Isso é grave e pode parecer um absurdo. Como também pode parecer um absurdo os "espíritas" apoiarem o golpe político em que se vive desde 2016. Mas uma observação mais apurada pode esclarecer que, sim, esses "absurdos" são muito mais reais do que se imagina.
Os "espíritas" manifestaram apoio à Operação Lava Jato e ao Movimento Brasil Livre, organizações que especialistas sérios em Justiça e Direitos Humanos alertaram serem de perfil bastante reacionário, equiparado a de organizações fascistas. Métodos de operação e bandeiras "sociais" da Lava Jato, como a condução coercitiva para depoimentos e a delação premiada (esta uma prática influenciada pela Máfia) e do MBL, como a defesa da Escola Sem Partido, demonstram isso.
Não fosse isso o bastante, os "espíritas" passaram, durante os anos de 2016 e 2017, a escrever pedindo aos sofredores a aceitação e a conformação das desgraças humanas. Houve quem até dissesse que é inútil o arrependimento dos erros, e que a ideia é mesmo gostar de sofrer desgraças, sob a desculpa de que, na oportunidade "vindoura", as bênçãos "infinitas" começassem a surgir.

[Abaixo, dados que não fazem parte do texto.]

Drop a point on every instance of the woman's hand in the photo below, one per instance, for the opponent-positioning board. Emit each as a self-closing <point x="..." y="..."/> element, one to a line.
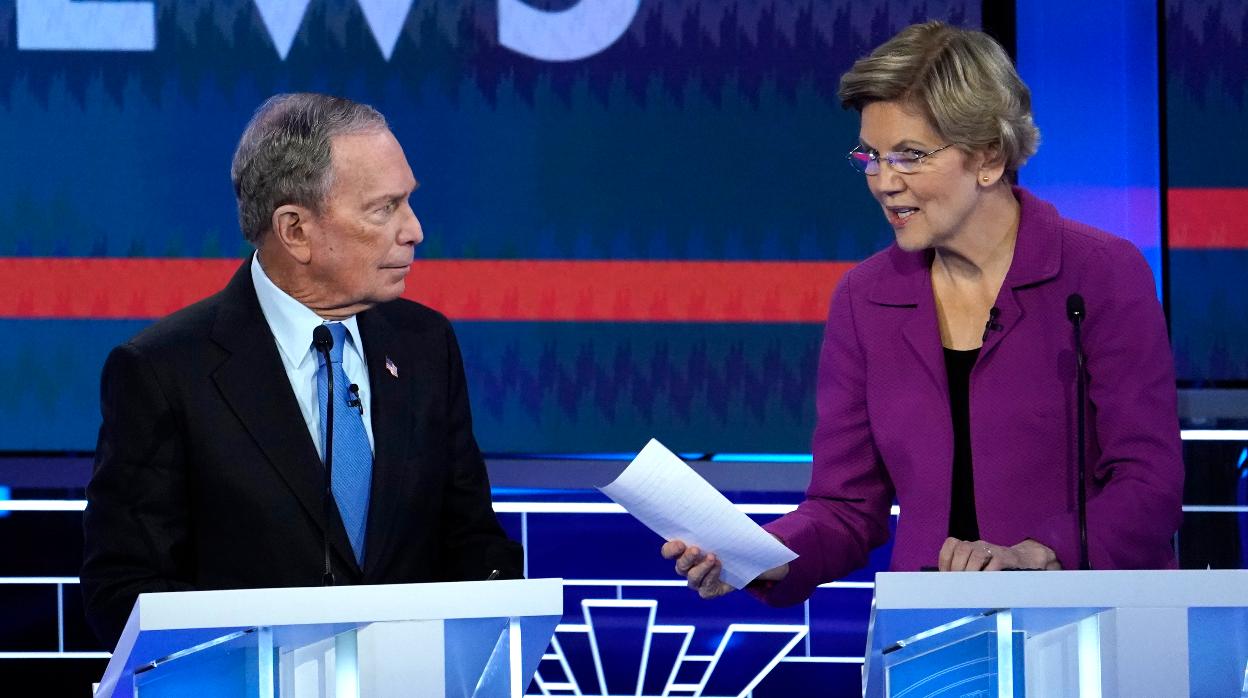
<point x="703" y="570"/>
<point x="976" y="556"/>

Isso era a senha para a defesa do "espiritismo" brasileiro aos retrocessos sociais do governo Michel Temer: fim dos direitos trabalhistas, perda da soberania nacional, degradação das relações de trabalho, queda na qualidade de vida da população etc.
Os "espíritas" também são capazes de justificar holocaustos, através da tese das "tragédias coletivas", o que os críticos desse pretenso espiritismo definem como "gado expiatório": atribuir a multidões sem relações pessoais entre si um destino trágico comum, sob o pretexto de "pagarem" por supostos malefícios causados a outrem em vidas passadas. Essa atribuição, além de remeter sem necessidade a encarnações longínquas, é feita à revelia da Ciência Espírita.
Por isso não é surpresa ver uma figura como Divaldo Franco apoiando a Operação Lava Jato e homenageando João Dória Jr.. A sintonia do "médium" baiano com o momento reacionário em que vivemos tira a sua máscara de "progressista". É bom as esquerdas começarem a investigar os "espíritas", porque em muitos casos eles podem acumular fortunas e tesouros pessoais em nome da "caridade".
Se as esquerdas analisarem as irregularidades "espíritas", desde a vergonhosa apropriação de Francisco Cândido Xavier, o Chico Xavier, do nome de Humberto de Campos, até as viagens e hospedagens de luxo dos "médiuns" e palestrantes para falar para ricos e poderosos em seminários ilustres, verão que entre os "espíritas" há coisas muito piores do que o reacionarismo explícito dos Silas Malafaia, Marco Feliciano e Edir Macedo da vida.